By: Alyssa DiJoseph
With recent attention in sports being focused on the NFL replacement refs and arrival of the MLB’s postseason, many people have neglected an issue that could rock sports fans nationwide. September 15marked the beginning of the second game loss causing NHL lockout in the last eight years. The lockout began following the end of the collective bargaining agreement, the basic contract between the NHL owners and NHL Players Association (NHLPA). Despite the loss of an entire season as a result of the ’04-’05 lockout and a largely alienated fan base, a disagreement over how to split what has come to amount to over 3 billion in revenue has caused the cancellation of 82 games between October 11and October 24. NHL team owners would also like to lower or eliminate the salary cap “floor” for players and eliminate the guaranteed contract, which would give players less money and less security. This leaves the NHL and the NHLPA in a standoff with no sign of when it will end.

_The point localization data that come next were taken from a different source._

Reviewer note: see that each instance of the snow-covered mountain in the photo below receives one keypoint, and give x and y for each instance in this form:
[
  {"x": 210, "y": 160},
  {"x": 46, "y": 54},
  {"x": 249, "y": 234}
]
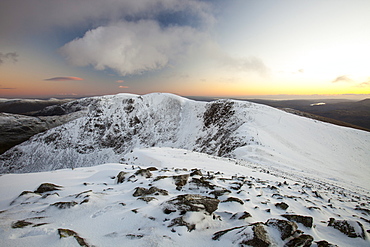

The fans are wondering, “What happens now?” Will it be a repeat of the ’04-’05 lockout? Will we get to see a season at all? What can we do to shorten the process, if we can do anything at all?
Fans are nervous, and with good reason, which is why many are turning to social media to spread an anti-lockout message. A YouTube video entitled “Together We Can” (which I have included below – well worth the watch) is one such example. Created by hockey fan, Janne Makkonen, of Espoo, Finland, the video has gone viral. It was released at the end of August, and as of October 4 had just shy of 1 million views. The video chronicles memorable moments in the league and discusses some of the business issues behind the lockout, while simultaneously calling for fans to unite against the lockout and show the NHL owners how it affects them. Associate Professor at Simon Fraser University, Peter Chow-White, who studies the effects of social media on society, stated, “If the fans can show enough dissatisfaction and actually raise what could be considered to the NHL a threat to their ticket sales then they absolutely could have an impact.” Fans like Makkonen hope to do just that.
YouTube isn’t the only form of social media fans are using to express their dissatisfaction. The Facebook page “Fans Against NHL Lockout” has 22,266 likes. NHL Memes, a popular NHL fan page that allows people to create and submit memes about the league, has been posting memes about the lockout constantly, which garner thousands of likes. The Twitter handle @NoNHLLockout12 has 10,348 followers. Players and fans alike are tweeting about the lockout with hash tags like #NoLockout and #FansUnite. A petition (also created by Makkonen) has been started on change.org asking NHL commissioner, Gary Bettman, to end the lockout, and has acquired 31,910 signatures. The fans’ goal is to let the commissioner and the rest of the NHL owners know that they have the power to damage the NHL’s brand, and they will do it.
As the online movement pans out, only time will tell if social media is really as powerful as it has been made out to be. From here on out, it’s up to the fans to gather support and save the ’12-’13 season. And I hope they do, because I want the Devils to have another (less embarrassing) chance at the Cup.